Niederwiesa hat ab Januar 2020 einen neuen Bürgermeister

Ein überzeugendes Votum: Raik Schubert von der Bürgerinititiative Niederwiesa ist der Sieger der Bürgermeisterwahl am gestrigen Sonntag.

Niederwiesa.

Die Niederwiesaer haben gewählt. Am 1. Januar 2020 wird Raik Schubert (Bürgerinitiative Niederwiesa) ins Rathaus einziehen. Der gelernte Maschinenbaumeister aus Braunsdorf, der die amtierende Bürgermeisterin Ilona Meier (parteilos) herausgefordert hatte, konnte 1690 von 2450 gültigen Stimmen auf sich vereinen. Er kommt damit auf 69 Prozent der Wählerstimmen. Die amtierende Bürgermeisterin erhielt 760 Stimmen. Wahlberechtigt waren 4149 Bürger. Das teilte Gemeindewahlleiter Mirko Ott am Sonntagabend auf Anfrage der "Freien Presse" mit.
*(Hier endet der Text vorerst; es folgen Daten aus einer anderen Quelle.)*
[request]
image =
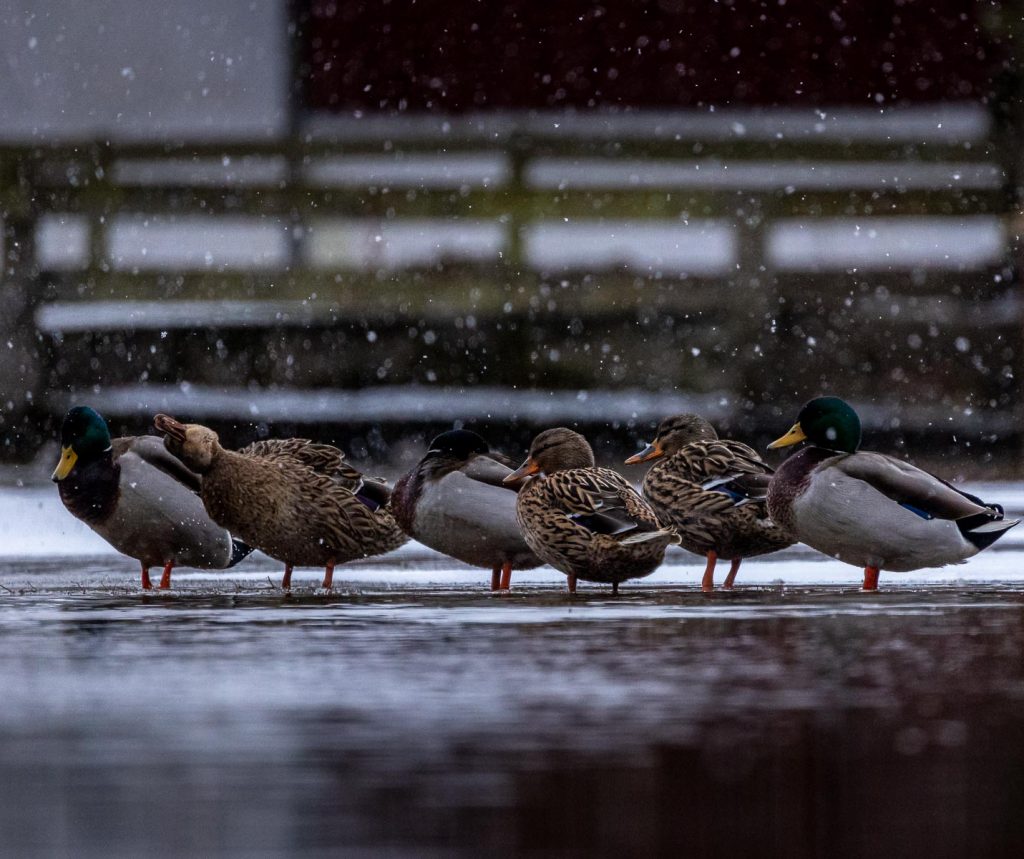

Raik Schubert, der das offizielle Wahlergebnis mit Mitgliedern der Bürgerinitiative und Freunden in der Niederwiesaer Gaststätte "Schwalbennest" abgewartet hatte, war von seinem Sieg überrascht: "Mit einem so klaren Sieg habe ich nicht gerechnet." Er selbst habe gegen 13 Uhr gewählt und im Braunsdorfer Wahllokal, dem kleinsten von fünf Wahllokalen, die Stimmenauszählung verfolgt. Dann sei er nach Lichtenwalde zur Auszählung gefahren. Dass auch in Niederwiesa das Votum klar für ihn ausfiel, damit habe er nicht gerechnet. Schon im Wahlkampf hatte der 49-Jährige, der als Produktionsmeister in einer familiengeführten Neukirchener Metallbaufirma arbeitet, vermutet, dass er es dort schwerer haben würde als die amtierende Bürgermeisterin in ihrem Heimatort.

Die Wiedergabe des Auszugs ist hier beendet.